アド・アストラの火星のレビュー・感想・評価

アド・アストラ(2019年製作の映画)
3.8
結構賛否が分かれる映画らしいけど、俺は好きです、この映画。だけど、それはストーリーを抜きにした場合のこの映画の世界観と雰囲気そのものに関して。
ストーリーに関しては正直言って退屈そのもの。他の監督だったら、序盤30分で終わらせそうな内容。氷が溶け切ったハイボールみたいな物足りなさは否めない。

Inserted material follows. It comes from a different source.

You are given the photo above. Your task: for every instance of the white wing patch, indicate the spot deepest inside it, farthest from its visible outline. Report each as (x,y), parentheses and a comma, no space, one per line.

だけどね!俺が評価したいのは作り上げられた世界観とか宇宙空間での描写とか音の作り方とか撮影技法とか光の使い方とかその辺なのよ!この辺は全部素敵だった。頑張れば今の人類が2070年くらいには実現出来そうな絶妙なリアリティさにワクワクさせられたね。この辺のリアリティさ、大傑作漫画「プラネテス」の世界観にかなり近かったけど、なんか意識とかしてるのかな。そんで、音も宇宙空間での静寂感と迫力を損なわないバランスを巧く取ってたな。ブラピをカッコよく映すという気概を感じるライティングも良かった。リヴ・タイラーはまた宇宙飛行士の妻やってるし。

個々のシーンで観れば結構アガるシーンもあったかな。月面マッドマックスとか『スタートレック イントゥ・ダークネス』みたいな加速とか。思ったより悪くない映画だと思いますよ。